An aerial view of a pond associated with coal-bed methane gas development in 2015. (Dustin Bleizeffer/WyoFile)

The Powder River Basin Resource Council, Taxpayers for Common Sense, Western Organization of Resource Councils and Natural Resources Defense Council petitioned the Bureau of Land Management) to make industry responsible for cleaning up after itself by modernizing bonding requirements to ensure there is funding available for well plugging and reclamation.   

Opinion

This is not a frivolous request. Thousands of idle and orphan oil and gas wells are left abandoned — some for decades — on the land. This causes groundwater contamination, methane leaking, air pollution and the spread of noxious weeds. It results in declining property values and interferes with other uses of the land. 

Federal leases do require operators to plug their wells and remediate well sites, but today’s rules are so outdated that huge liabilities are left to taxpayers.  

Required federal bonds are ludicrously small and don’t cover the actual costs of plugging and reclamation. Current minimum sizes of cleanup bonds on federal leases were set by BLM 71 years ago and have never been adjusted for inflation or changes in drilling practices. These bonds are unrelated to the specific wells they guarantee.
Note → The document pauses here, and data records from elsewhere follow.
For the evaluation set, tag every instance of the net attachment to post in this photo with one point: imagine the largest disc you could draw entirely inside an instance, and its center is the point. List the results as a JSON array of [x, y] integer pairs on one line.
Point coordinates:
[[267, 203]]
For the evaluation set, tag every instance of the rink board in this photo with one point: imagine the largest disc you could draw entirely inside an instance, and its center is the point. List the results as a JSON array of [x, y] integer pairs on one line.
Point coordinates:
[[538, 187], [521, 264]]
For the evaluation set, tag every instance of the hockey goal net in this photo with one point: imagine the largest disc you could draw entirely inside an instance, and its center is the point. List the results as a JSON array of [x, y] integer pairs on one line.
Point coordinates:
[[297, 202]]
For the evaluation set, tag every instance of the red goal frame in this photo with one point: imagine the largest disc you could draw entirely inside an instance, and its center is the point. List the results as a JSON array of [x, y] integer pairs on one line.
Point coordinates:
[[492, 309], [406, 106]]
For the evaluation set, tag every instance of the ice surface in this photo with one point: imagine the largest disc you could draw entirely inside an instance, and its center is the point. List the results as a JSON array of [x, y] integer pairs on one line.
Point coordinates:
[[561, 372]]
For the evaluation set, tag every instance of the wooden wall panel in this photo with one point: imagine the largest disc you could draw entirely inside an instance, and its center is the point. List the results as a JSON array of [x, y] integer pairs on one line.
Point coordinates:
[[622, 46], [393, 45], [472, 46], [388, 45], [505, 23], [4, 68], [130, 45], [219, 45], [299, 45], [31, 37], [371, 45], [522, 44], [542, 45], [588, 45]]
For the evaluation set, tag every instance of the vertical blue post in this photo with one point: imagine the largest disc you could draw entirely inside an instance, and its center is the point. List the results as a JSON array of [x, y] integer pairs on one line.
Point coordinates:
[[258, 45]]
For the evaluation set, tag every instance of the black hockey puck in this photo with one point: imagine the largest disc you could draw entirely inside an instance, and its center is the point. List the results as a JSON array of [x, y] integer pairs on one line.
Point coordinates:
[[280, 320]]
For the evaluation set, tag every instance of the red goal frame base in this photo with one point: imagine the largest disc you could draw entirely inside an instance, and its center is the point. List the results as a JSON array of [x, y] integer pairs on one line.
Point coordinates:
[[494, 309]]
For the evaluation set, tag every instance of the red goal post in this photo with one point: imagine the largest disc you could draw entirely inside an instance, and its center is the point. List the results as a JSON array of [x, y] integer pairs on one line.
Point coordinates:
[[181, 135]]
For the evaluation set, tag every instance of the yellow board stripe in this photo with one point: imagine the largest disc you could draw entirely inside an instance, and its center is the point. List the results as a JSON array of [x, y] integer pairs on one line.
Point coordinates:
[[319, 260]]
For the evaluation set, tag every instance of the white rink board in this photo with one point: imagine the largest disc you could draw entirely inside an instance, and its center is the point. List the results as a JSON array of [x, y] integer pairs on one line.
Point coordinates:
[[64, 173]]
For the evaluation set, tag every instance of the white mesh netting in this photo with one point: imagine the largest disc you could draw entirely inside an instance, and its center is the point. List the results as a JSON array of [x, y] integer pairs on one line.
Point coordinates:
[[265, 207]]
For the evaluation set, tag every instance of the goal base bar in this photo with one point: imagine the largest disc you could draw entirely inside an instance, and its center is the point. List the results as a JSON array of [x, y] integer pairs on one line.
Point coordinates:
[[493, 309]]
They’re the same for a simple 1,000-foot-deep coal-bed methane well on a flat field near a highway and for an 11,000-foot-deep well with a five-mile horizontal extension in a rugged mountainous area. 

Current requirements also allow “blanket” bonds. Minimum individual lease bonds cover $10,000 in costs regardless of how many wells are drilled on that lease, statewide bonds require $25,000 coverage for all wells drilled in any one state and a nationwide bond covers only $150,000 in cleanup costs — regardless of how many thousands of wells an operator may drill around the country. These amounts are laughably inadequate. The federal Government Accountability Office calculates the typical reclamation cost of a single low-cost well is $20,000, and $145,000 to reclaim a high cost well.  

Those who profit from producing public resources should become truly accountable.

These shortfalls add up. In the Intermountain West there are more than 8,000 orphan or inactive wells, covered by only $17 million in bonds. Those bonds total a miniscule 1.3% of the $1.3 billion it will likely cost to plug and reclaim these wells. If operators default on their cleanup obligations, taxpayers will cover the other $1.283 billion.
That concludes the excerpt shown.